Глава девятнадцатая. «Чудные дела твои, господи…»

После того как Алексей выгнал пресвитера из своего дома, Руденко чаще обычного стал приходить к Феклинье в гости.

— Не могла ты, сестра, сына удержать в истинной вере, — говорил он. — Накажет нас, грешных, господь за грехи великие.

Упрек пресвитера набожная Феклинья глубоко переживала. Она как-то сразу постарела, на почерневшем лице обозначились морщины.

Однажды Аленка слышала, как пресвитер сказал тетке Феклинье:

— Говорят, богоотступник наш в газету пишет. И тебя, сестра, опозорит, и всем братьям и сестрам неприятности доставит…

— Что я могу сделать? — вздохнула Феклинья.

— Так-то оно так, — согласился Руденко. — Но все в божьей воле…

Он что-то шепнул Феклинье. Та кивнула.

На другой день тетка сказала:

— Сходила бы, Аленушка, к Алексею. Что он там строчит в газету? Ты принеси бумагу-то, посмотреть надобно.

— Не даст он, тетя, — замотала головой Аленка.

Феклинья натянуто улыбнулась.

— Не даст. А ты тайком возьми.

— Грешно ведь. Боженька накажет, — испугалась девочка.

Феклинья замахала руками:

— Что говоришь-то, дочка… Глупости болтаешь. Брат Фома велит. А он не угодное богу делать не станет.

С тяжелым сердцем шла Аленка в дом Алексея. Поручение тетки Феклиньи пугало ее. Тетка сама же говорила, что Библия учит: «Не укради!». А теперь будто забыла, о чем пишется в божественной книге.

Вчера Ромка пришел к ним домой и показал книгу:

— Это Библия. Ты ей веришь? — спросил он.

Аленка кивнула. Еще бы — не верить Библии!..

И тогда вожатый звездочки раскрыл книгу и велел ей прочитать несколько строчек. И Аленка прочитала слова Христа, от которых ей стало страшно: «Я пришел разделить человека с отцом его и дочь с матерью… И враги человека — домашние его».

Девочка даже не поверила, что так жестоко может говорить Иисус. Значит, он хочет разделить Аленку с мамой?

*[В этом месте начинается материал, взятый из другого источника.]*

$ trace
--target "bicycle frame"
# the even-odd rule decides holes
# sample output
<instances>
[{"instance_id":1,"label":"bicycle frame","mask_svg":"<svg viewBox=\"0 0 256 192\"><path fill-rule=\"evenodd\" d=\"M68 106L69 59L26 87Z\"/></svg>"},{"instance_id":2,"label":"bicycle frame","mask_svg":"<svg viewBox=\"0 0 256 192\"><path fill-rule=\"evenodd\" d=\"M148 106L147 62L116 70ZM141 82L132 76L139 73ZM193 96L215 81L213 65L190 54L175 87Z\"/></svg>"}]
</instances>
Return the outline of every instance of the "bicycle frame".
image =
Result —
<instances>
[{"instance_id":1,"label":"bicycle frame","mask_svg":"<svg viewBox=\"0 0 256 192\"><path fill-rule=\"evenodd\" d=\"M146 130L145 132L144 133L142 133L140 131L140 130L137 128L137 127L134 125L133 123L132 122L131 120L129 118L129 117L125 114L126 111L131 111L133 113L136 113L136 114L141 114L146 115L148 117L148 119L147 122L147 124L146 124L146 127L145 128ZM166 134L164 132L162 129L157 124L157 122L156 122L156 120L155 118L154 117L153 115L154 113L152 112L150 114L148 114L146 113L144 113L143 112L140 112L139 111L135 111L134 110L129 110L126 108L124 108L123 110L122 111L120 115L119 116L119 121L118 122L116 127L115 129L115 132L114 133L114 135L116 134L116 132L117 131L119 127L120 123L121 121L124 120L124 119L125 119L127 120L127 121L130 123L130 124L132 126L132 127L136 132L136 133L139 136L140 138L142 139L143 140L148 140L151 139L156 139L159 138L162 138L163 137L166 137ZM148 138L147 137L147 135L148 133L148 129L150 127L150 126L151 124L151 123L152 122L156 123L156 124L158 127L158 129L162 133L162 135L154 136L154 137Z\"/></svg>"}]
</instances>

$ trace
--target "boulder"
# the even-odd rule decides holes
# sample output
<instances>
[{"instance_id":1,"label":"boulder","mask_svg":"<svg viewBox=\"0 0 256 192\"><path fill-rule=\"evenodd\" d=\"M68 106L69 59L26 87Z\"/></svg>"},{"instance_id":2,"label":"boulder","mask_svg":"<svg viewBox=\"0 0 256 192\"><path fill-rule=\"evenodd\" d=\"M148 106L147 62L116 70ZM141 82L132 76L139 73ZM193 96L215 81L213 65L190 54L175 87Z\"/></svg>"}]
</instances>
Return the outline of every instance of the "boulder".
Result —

— Неправда! Неправда! — сквозь слезы крикнула девочка. — Ты все это выдумал.

Ромка горько сказал:

— Ничего я не выдумывал. Если хочешь, то об этом и в другом месте есть. Мне Алексей показывал. Вот, смотри.

Аленка стала читать. Там говорилось, что попасть в рай может только тот человек, кто безоговорочно пойдет за Христом, отвернувшись от своих близких и возненавидев их. Строчки об этом так и стояли перед глазами: «Если кто приходит ко мне и не возненавидит отца своего, и матери, и жены, и детей, и братьев, и сестер, а притом и самой жизни своей, тот не может быть моим учеником…»

Аленка любила маму свою. Она и Алешу любит. Значит, она что-то делает не так, как велит Библия. Вот тетя Феклинья, та и сына своего не любит, и сестру свою — Аленкину мать — не любит. А Аленку тетя Феклинья любит, потому что Аленка — сестра по духу, и тетя готовит ее в баптистки…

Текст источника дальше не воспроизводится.